Pratt and Howard are both wonderful, playing off each other like in the best banter scenes of Raiders of the Lost Ark or Romancing the Stone. Khan is refreshing as a Hammond-type whose crime isn’t scientific arrogance but ignorance of what his scientists are doing. And Wong, clearly enjoying a much larger role for Wu this time around, maliciously chews his lines with the joy that comes from getting a 22-year callback.
The screenplay does a fantastic job of establishing all the pieces of the movie’s game board over the opening half-hour, before setting everything in motion. It’s not a revolutionary formula, but it’s a very effective one, and executed here with aplomb. The only time Jurassic World stumbles is during a poorly conceived plot detour involving weaponized raptors, but the movie rights itself relatively quickly.
It should be stressed, for those who might not be prepared, that Jurassic World is by far the most bloody, brutally violent, and frightening movie in the series. Much like the on-screen crowds that Claire points out are bored with the usual stuff, audiences nowadays seem to require more and more bloodlust to be filled, which leads to more deaths in this movie than in the first three combined, and often in quite dark or brutal fashions.

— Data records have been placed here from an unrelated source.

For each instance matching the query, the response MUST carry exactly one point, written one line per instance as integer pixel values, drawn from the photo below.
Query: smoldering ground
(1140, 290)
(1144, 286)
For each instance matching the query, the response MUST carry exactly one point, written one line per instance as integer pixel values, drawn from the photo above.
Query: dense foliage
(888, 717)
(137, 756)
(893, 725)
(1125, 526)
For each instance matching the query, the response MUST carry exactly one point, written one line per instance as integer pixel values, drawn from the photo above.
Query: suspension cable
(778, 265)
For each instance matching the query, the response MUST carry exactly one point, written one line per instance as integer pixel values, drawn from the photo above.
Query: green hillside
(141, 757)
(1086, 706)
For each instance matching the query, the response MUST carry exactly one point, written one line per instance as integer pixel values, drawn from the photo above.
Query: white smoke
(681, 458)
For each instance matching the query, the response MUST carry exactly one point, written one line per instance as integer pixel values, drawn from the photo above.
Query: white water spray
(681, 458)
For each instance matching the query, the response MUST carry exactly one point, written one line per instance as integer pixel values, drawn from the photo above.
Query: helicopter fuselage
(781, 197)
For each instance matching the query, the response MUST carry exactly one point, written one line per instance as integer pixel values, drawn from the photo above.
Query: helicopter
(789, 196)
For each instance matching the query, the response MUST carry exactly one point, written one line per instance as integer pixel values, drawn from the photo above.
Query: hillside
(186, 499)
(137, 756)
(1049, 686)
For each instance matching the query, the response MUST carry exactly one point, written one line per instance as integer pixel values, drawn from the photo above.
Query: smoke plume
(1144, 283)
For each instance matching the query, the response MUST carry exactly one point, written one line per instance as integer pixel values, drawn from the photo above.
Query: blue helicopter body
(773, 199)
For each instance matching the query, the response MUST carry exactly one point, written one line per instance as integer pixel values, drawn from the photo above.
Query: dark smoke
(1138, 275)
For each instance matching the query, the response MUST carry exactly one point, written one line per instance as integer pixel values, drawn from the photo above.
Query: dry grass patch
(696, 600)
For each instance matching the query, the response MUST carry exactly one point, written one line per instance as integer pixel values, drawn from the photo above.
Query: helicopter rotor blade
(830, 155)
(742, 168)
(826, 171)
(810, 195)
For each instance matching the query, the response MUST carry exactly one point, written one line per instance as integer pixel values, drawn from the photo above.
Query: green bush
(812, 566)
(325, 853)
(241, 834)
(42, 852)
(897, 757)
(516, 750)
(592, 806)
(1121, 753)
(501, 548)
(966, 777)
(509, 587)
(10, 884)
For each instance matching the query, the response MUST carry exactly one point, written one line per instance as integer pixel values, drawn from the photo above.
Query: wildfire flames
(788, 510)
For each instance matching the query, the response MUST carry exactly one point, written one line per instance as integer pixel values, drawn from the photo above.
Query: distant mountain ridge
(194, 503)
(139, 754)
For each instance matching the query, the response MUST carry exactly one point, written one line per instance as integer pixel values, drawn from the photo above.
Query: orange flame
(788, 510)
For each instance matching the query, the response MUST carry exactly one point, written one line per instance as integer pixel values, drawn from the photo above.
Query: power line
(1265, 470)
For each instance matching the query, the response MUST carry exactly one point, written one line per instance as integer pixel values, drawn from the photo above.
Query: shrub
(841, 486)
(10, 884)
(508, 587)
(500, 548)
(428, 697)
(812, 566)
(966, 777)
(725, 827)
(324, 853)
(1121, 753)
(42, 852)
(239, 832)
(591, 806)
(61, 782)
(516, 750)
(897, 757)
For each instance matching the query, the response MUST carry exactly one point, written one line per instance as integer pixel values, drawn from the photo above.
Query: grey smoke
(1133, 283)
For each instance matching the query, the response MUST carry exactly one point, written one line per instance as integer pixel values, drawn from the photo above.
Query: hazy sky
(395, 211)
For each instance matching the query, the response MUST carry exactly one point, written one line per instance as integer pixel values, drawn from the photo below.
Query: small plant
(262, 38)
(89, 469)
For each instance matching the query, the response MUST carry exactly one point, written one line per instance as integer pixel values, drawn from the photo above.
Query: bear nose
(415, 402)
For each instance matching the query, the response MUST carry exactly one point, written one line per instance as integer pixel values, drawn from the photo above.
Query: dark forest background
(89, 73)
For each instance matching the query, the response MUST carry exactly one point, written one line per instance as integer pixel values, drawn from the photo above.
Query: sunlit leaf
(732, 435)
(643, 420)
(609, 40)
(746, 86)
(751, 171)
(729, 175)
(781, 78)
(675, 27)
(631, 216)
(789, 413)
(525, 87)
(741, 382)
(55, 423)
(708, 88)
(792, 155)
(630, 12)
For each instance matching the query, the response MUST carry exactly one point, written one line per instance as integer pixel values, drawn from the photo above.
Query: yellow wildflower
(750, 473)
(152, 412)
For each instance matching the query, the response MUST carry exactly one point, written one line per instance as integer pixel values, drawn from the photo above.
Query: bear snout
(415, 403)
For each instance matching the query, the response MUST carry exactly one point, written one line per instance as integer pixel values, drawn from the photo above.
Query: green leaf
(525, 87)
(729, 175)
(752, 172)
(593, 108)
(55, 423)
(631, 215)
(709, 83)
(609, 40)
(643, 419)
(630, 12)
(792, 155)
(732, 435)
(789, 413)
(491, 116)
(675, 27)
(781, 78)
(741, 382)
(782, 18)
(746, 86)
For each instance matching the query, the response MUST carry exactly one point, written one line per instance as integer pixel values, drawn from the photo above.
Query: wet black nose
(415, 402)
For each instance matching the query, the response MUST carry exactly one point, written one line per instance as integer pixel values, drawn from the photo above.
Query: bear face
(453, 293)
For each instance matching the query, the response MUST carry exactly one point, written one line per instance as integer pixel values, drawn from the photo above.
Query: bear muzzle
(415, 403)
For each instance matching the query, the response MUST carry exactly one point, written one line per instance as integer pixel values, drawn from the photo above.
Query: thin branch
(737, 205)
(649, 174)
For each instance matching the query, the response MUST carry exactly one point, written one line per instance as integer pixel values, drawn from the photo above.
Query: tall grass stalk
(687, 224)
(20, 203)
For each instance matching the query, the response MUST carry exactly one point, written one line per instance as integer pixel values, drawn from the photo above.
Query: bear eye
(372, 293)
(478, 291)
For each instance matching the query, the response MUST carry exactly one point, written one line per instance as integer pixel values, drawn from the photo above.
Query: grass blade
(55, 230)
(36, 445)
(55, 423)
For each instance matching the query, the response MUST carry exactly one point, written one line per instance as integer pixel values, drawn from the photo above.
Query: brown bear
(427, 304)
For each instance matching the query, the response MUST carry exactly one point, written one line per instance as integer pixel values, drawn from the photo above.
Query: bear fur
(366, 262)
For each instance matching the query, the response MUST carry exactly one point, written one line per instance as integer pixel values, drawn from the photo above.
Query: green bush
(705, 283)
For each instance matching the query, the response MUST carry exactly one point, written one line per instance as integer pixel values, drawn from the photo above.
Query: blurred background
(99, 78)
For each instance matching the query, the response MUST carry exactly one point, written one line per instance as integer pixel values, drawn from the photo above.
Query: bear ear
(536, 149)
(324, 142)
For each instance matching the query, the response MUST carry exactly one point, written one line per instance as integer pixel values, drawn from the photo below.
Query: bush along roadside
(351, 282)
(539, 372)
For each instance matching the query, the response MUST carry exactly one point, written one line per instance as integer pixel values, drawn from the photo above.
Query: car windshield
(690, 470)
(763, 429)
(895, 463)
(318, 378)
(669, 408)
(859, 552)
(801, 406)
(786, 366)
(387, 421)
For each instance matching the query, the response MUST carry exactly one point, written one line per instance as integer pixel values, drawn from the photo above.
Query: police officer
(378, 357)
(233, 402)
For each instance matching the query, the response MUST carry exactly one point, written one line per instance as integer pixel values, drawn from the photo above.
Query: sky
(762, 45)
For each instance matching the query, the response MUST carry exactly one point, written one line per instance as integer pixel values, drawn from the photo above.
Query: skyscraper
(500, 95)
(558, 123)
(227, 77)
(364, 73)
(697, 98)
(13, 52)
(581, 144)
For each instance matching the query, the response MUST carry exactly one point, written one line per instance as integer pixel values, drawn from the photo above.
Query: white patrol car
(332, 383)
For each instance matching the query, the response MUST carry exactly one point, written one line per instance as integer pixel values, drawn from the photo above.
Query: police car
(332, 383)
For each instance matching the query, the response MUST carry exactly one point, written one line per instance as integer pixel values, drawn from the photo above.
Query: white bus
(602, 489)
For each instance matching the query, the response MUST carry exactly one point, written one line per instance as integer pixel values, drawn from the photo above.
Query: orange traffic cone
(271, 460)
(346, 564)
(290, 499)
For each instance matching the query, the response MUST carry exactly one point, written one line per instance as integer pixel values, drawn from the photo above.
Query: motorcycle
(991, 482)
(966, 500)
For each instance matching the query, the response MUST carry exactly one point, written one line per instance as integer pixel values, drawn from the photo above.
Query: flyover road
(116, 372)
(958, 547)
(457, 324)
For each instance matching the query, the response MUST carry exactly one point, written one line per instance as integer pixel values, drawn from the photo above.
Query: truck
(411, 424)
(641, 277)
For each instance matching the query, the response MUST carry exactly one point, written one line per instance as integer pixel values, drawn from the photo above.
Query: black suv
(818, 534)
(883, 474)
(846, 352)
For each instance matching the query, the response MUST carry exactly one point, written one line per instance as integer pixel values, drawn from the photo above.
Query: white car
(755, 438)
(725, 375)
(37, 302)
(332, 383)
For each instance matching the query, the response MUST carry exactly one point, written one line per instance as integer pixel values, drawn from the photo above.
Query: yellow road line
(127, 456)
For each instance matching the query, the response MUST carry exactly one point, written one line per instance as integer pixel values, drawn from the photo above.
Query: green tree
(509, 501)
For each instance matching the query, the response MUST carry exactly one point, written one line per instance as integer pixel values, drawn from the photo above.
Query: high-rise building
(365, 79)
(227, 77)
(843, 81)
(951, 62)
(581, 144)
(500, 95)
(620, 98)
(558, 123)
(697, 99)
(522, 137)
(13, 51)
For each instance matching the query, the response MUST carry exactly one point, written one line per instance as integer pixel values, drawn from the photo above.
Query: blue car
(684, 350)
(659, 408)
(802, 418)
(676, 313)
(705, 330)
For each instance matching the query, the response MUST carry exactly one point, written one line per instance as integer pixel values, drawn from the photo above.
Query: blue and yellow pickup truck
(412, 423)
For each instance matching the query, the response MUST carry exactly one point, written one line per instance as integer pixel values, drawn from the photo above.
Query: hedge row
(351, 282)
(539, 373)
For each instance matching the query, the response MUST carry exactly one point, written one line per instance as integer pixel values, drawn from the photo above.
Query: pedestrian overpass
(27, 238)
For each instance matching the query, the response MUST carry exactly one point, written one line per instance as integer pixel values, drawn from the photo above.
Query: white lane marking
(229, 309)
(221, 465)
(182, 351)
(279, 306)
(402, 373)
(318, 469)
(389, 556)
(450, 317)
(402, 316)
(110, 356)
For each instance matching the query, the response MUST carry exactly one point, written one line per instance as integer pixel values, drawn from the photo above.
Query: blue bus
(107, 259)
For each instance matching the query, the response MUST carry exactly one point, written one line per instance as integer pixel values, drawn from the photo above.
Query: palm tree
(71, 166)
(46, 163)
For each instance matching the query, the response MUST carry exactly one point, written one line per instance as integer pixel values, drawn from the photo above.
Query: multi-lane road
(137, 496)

Speaking personally, Jurassic Park is my all-time favourite movie. I’ve been waiting 14 years for a new movie in the series, and frankly, despite trying desperately to manage my hopes over the last year or so, I went into Jurassic World with slightly higher than realistic expectations. Even so, I wasn’t disappointed.
The debate over the best Jurassic Park sequel finally has a clear victor. It may not come close to the wonder and spectacle of the 1993 original, but Jurassic World is insanely fun, visually dazzling, and exactly what you want from a modern summer blockbuster.